Why Bitcoin Keeps Stalling Near $70K
The resistance isn’t random. A Glassnode report identified the 1-week to 1-month (1W-1M) holder cohort as the group responsible for the supply overhang near $70,000. These are investors who bought Bitcoin within the past week to 30 days, and their average cost basis sits right around that level.
That cost basis creates a resistance and distribution zone between roughly $68,500 and $71,500. Many of these recent buyers are underwater or barely breaking even, so when the price approaches their purchase level they sell to recover losses or lock in small gains.

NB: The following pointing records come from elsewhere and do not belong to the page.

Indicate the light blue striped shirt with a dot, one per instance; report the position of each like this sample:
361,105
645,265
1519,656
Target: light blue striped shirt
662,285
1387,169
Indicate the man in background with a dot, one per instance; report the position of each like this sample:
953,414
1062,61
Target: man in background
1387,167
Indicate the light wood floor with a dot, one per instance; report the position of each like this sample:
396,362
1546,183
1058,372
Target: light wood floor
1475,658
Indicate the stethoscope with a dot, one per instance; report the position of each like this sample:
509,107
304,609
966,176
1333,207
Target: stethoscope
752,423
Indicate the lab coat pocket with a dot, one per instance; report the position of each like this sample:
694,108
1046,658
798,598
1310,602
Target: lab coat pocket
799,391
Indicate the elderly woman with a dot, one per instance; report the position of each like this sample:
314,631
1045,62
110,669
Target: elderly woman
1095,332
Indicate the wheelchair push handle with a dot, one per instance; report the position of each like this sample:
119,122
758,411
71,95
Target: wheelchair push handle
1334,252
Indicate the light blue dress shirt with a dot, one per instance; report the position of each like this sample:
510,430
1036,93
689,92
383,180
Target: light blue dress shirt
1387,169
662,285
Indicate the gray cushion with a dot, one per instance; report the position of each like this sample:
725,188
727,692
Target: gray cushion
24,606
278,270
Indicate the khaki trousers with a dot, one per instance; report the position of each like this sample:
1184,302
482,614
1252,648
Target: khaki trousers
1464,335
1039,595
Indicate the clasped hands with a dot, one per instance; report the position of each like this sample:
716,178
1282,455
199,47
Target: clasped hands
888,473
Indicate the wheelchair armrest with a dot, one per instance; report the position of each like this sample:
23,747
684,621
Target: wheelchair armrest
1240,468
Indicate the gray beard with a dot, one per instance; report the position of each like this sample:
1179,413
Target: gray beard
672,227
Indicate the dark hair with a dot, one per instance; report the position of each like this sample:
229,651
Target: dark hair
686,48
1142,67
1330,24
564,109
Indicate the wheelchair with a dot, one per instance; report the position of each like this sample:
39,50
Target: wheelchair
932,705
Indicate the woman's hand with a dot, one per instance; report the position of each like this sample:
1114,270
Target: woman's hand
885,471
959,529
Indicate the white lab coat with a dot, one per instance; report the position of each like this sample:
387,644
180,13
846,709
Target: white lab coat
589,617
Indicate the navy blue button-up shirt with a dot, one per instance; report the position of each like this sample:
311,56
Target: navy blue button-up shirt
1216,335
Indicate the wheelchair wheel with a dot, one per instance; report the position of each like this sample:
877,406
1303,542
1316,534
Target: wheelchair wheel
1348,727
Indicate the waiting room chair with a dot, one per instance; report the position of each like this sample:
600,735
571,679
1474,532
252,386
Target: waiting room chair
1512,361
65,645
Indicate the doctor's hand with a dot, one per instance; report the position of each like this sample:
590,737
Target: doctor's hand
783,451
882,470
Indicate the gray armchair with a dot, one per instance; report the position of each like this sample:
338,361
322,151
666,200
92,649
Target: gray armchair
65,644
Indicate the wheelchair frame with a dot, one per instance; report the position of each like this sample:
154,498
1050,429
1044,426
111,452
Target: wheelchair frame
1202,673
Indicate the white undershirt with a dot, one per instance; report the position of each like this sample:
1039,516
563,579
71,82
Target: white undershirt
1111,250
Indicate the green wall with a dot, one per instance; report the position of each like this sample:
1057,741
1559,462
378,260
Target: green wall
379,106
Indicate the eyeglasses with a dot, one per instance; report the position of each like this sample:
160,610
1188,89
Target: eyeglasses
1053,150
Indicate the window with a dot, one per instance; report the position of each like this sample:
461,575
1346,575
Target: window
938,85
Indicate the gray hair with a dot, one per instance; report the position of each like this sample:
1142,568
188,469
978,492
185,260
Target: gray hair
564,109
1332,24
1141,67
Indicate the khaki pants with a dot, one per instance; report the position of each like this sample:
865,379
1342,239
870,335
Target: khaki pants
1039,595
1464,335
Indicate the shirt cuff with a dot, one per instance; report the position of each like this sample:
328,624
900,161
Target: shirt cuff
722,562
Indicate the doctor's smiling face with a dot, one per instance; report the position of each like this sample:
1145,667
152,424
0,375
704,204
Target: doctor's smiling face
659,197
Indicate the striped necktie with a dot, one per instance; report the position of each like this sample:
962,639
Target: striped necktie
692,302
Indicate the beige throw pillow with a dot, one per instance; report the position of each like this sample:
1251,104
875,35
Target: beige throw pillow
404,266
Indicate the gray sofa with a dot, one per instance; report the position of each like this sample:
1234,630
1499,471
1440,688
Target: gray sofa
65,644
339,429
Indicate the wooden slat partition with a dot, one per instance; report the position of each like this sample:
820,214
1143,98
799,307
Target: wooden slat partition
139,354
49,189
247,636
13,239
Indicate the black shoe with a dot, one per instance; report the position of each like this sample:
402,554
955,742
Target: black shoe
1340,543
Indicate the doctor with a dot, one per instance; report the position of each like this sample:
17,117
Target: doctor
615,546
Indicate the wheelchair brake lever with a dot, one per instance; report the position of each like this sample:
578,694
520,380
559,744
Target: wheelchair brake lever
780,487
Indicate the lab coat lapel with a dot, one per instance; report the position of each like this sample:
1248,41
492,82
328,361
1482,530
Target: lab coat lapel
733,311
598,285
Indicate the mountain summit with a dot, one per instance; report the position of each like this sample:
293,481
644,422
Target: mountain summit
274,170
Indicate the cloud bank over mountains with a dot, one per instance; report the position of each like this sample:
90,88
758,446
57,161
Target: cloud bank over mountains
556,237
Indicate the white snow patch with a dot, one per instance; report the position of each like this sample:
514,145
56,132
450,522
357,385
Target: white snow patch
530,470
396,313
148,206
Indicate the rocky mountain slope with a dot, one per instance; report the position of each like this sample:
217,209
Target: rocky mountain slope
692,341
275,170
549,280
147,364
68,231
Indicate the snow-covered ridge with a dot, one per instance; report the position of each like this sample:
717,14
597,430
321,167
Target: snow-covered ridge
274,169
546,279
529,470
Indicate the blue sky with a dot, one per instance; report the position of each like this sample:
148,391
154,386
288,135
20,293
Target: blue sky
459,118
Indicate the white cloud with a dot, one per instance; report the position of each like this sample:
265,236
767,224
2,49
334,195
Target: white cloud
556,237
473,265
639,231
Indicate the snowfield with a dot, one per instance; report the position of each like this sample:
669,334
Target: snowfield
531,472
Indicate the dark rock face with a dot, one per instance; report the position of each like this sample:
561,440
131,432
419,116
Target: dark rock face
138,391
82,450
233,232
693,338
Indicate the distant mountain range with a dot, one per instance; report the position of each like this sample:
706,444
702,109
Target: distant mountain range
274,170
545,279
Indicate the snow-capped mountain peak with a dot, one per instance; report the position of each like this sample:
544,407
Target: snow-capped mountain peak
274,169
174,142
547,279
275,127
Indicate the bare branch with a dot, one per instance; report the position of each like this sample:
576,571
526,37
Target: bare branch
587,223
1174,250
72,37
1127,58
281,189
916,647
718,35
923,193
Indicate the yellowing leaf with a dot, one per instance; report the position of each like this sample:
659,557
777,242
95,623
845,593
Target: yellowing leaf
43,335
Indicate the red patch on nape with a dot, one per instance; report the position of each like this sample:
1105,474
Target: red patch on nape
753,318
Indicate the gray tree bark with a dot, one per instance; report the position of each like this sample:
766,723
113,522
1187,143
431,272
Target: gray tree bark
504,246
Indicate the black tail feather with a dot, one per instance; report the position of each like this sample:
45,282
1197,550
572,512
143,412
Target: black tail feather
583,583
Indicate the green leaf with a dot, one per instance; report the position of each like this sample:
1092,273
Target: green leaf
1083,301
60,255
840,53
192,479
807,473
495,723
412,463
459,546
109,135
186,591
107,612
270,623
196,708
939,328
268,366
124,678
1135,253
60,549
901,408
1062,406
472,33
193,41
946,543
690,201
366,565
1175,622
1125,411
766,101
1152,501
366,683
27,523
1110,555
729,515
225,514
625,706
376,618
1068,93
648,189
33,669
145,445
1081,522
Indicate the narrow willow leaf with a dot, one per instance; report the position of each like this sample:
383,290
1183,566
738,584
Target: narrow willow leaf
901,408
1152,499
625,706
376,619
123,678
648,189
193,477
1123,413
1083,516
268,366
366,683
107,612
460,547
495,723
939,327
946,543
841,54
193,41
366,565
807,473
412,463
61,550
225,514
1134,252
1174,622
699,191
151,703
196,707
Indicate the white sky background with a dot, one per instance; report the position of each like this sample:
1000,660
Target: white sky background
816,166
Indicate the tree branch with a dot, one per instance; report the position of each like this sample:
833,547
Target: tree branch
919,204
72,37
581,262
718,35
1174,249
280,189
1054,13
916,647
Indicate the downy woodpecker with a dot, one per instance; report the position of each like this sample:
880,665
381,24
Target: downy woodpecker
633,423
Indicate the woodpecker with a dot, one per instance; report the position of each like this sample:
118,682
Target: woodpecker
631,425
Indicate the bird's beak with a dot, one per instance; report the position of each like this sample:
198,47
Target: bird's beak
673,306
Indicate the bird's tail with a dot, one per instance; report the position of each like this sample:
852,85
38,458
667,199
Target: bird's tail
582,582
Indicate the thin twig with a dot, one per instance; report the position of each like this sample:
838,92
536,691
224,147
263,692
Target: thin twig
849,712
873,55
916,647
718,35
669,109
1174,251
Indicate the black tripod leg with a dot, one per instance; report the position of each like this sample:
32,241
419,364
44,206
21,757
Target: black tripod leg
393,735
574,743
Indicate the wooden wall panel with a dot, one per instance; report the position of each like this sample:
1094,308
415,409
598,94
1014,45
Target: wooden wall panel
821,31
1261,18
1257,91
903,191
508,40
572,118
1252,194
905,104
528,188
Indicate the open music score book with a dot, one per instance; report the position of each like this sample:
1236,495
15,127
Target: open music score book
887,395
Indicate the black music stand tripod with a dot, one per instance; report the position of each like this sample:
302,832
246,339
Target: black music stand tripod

The result is a ceiling. Each time Bitcoin rallies into that band, fresh supply from this group floods the market and pushes prices back down. Bitcoin has not produced a daily close above $70,000 since early February, reinforcing the zone as a meaningful near-term barrier.

What the Latest Market Data Says About Demand
Bitcoin traded at $66,938 at press time, down 2.61% over the past 24 hours. The pullback came even as the broader market waited for a catalyst strong enough to absorb the overhead supply.
Profit-taking momentum has collapsed. Glassnode noted the 30-day simple moving average of realized profit fell from above $1 billion per day to about $370 million per day, a decline of roughly 63%. Realized profit measures the value holders lock in when they move coins at a gain, so the sharp drop signals that fewer participants are willing to sell into strength.
Only about 57% of Bitcoin’s total supply is currently in profit, below the minus-one standard-deviation threshold near 60%. When that large a share of holders is underwater, rallies tend to meet resistance as those holders look to exit at breakeven rather than hold for further upside. Security concerns across the broader crypto ecosystem, highlighted by incidents like the $280 million Drift hack tied to North Korea suspects, have added to the cautious mood.
Sentiment reflects that caution. The Fear and Greed Index read 12 at press time, classified as Extreme Fear. The market is far from euphoric, even as Bitcoin attempts to rebuild toward $70,000. In a separate but related development, Moody’s recently proposed a Bitcoin haircut framework that could act as a forced-selling trigger, adding another layer of risk for institutional holders.

What Bitcoin Holders Should Watch Next
For Bitcoin to break cleanly above $70,000, demand needs to be strong enough to absorb the supply that 1W-1M holders are distributing in the $68,500 to $71,500 zone. Until buyers outpace that selling, the price is likely to keep bouncing between $60,000 and $70,000.
One potential source of renewed demand is U.S. spot Bitcoin ETFs. Glassnode noted that ETF flows have started to stabilize after a stretch of outflows earlier this year. Stabilization is not the same as aggressive buying, but it removes one source of downward pressure. Questions around whether better security infrastructure could have prevented recent high-profile hacks continue to shape institutional risk appetite as well.
The practical takeaway: the $68,500 to $71,500 zone is the level to watch. A sustained daily close above $71,500 would signal that the seller overhang has been absorbed, while continued rejections near $70,000 would reinforce the current range. With sentiment deep in Extreme Fear and realized-profit momentum still declining, the burden of proof sits with buyers.
Disclaimer: This article is for informational purposes only and does not constitute financial or investment advice. Cryptocurrency and digital asset markets carry significant risk. Always do your own research before making decisions.